Dünya Bankası eski Baş Ekonomisti Branko Milanoviç, blogundaki “BRICS ve bugünkü bağlantısızlık” başlıklı yazısında oluşumun son genişlemesini doğrudan NATO’nun genişlemesiyle bağlantılandırıyor. NATO’nun hiyerarşik, monolitik ve askeri bir ittifak olduğunu, buna karşın BRICS’in bu özelliklerin hiçbirini taşımadığını söylüyor. BRICS heterojen, birbiriyle politik uyuşmazlık içinde ülkelerden oluşsa da, onları NATO’nun derinleştirmeye çalıştığı yeni Soğuk Savaş’a taraf olmak istememe iradesinin birleştirdiğini öne sürüyor.

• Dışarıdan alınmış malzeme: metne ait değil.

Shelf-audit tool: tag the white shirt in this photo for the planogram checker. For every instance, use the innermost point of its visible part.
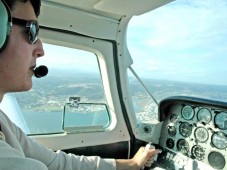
(18, 151)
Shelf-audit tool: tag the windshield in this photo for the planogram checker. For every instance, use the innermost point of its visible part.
(181, 49)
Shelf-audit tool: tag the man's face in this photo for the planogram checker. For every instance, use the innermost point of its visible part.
(19, 57)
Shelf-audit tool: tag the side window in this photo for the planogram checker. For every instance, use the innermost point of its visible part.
(70, 98)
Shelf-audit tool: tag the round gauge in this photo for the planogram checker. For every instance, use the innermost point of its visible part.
(185, 129)
(187, 112)
(221, 120)
(204, 115)
(173, 118)
(170, 143)
(219, 140)
(183, 146)
(201, 134)
(216, 160)
(198, 152)
(172, 131)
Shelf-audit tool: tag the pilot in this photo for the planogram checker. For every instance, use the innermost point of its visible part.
(20, 47)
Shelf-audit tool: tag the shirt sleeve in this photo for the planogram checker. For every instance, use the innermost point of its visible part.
(60, 160)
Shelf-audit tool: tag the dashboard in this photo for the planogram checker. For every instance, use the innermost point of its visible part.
(193, 130)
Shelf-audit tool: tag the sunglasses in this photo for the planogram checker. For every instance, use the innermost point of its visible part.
(32, 28)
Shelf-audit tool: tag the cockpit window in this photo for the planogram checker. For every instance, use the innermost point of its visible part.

Tarihsel bir paralellik kurmak gerekirse, 50’ler sonunda, 60’lar başında yükselen bağlantısızlar hareketinin benzer bir nitelik taşıdığını, Batı ile Doğu arasında sürdürülen Soğuk Savaş’ta taraf seçmek istememe motivasyonunun farklı rejimlere sahip ülkeleri bir araya getirdiğini hatırlatıyor. Hareketin Soğuk Savaş’ın bitmesiyle sönümlenmesinin tezinin doğruladığını vurguluyor.

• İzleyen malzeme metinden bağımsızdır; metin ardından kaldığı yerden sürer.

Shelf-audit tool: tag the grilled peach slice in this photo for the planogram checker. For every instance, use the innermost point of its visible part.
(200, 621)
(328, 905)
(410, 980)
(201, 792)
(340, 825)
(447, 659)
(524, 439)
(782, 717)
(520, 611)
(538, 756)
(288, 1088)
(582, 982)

Milanoviç’e göre söz konusu ülkeler ortak fikirleri, değerleri, çıkarları paylaşmasalar da, küresel ticaret, vekalet ve gerçek savaşlara katılmayı reddetmeleri onları yaklaştırıyor. Peki o zaman küresel hegemonya mücadelesinin iki temel aktöründen Çin’in burada nasıl yer aldığı sorulabilir. Çünkü Çin, ABD tarafından çatışma minderine neredeyse zorla çekilen; teknolojik atılımlarıyla, kapitalist küreselleşme ortamında artan rekabet gücüyle, dünya ekonomisinde giderek daha fazla hissedilen ağırlığıyla doğal yollardan dünya liderliğine yol aldığını düşünen bir ülkeydi.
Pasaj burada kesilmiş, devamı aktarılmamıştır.